Given a point $p \in U$, I think you should first try to find an open four-dimensional box containing $p$ which is contained in $U$. Then you can find a small ball centred at $p$ which is contained in the box and hence in $U$.
Let $(a, b, c, d) \in U$, then $a \in (-1, 1)$, $b \in (-2, 2)$, $c \in (-3, 3)$, and $d \in (-4, 4)$. Let $\delta_1 = \min\{|1 - a|, |-1 - a|\}$; this is the shortest distance between $a$ and a point not in the interval $(-1, 1)$. If we leave the last three coordinates fixed, but we change the first coordinate $a$ by less that $\delta_1$, then the corresponding point remains in $U$. Likewise, we set
\begin{align*}
\delta_2 &= \min\{|2 - b|, |-2 - b|\}\\
\delta_3 &= \min\{|3 - c|, |-3 - c|\}\\
\delta_4 &= \min\{|4 - d|, |-4 - d|\}.
\end{align*}
Then $\delta_i$ measures how much we can change the $i^{\text{th}}$ coordinate and remain in $U$, provided we keep the other coordinates fixed.

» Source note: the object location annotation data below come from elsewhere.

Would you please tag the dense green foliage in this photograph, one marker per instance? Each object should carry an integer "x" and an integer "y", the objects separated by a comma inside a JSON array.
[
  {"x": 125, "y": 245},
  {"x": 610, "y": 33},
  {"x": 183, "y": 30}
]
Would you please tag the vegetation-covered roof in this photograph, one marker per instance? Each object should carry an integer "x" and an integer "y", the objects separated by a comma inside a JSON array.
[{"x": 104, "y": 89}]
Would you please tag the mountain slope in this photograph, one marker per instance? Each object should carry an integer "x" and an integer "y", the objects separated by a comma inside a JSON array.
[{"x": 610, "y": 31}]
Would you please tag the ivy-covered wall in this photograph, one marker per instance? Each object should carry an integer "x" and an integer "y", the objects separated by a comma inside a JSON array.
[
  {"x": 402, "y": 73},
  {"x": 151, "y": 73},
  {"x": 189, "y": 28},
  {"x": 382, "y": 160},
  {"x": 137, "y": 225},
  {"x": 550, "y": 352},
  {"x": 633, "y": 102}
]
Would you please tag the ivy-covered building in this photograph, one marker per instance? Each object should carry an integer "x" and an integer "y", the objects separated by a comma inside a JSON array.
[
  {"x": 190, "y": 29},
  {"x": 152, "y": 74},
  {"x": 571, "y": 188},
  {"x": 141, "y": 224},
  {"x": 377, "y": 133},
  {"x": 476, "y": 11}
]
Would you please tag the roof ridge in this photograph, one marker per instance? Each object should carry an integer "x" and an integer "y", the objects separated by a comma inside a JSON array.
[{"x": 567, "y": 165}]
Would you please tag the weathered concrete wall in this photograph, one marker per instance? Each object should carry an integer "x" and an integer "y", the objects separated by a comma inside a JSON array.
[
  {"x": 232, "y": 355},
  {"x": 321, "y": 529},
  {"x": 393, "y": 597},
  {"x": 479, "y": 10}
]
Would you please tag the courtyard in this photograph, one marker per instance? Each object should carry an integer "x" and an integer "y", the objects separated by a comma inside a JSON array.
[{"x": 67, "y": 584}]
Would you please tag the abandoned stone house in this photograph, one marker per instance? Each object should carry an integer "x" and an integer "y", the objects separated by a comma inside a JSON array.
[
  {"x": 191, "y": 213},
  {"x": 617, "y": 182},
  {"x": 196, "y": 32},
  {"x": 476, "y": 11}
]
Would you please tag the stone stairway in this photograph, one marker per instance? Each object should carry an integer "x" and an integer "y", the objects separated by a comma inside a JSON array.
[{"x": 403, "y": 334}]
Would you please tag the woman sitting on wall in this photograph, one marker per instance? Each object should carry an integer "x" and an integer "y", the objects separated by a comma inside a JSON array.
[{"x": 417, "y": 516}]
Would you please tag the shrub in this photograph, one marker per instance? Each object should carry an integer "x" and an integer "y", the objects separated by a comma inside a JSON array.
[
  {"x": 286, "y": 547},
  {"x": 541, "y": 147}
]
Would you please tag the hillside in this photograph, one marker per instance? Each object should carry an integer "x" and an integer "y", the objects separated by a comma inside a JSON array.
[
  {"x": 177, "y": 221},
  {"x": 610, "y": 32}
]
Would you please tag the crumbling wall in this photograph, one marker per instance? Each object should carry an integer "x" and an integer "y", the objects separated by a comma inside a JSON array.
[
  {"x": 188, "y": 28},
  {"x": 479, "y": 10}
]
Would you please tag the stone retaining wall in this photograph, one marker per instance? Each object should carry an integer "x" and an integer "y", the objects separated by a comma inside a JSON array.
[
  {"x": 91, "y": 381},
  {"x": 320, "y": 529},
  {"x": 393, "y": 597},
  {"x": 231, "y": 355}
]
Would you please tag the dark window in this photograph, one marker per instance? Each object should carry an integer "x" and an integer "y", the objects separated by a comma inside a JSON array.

Now let $\delta = \min\{\delta_1, \delta_2, \delta_3, \delta_4\}$. Now if I vary any one of the coordinates by at most $\delta$, and keep the other coordinates fixed, then I remain in $U$. That is, $V = (a - \delta, a + \delta)\times(b - \delta, b + \delta)\times(c - \delta, c + \delta)\times(d - \delta, d + \delta)$ is contained in $U$. Furthermore, $V$ is open and contains $p$; this is the open four-dimensional box containing $p$ that I mentioned at the beginning.
Now you just need to find a ball centred at $p$ which is small enough to be contained in $V$ (and hence $U$). You can check that the ball $B(p, \delta)$ will do; intuitively, the change in any coordinate is less than or equal to the change in the distance.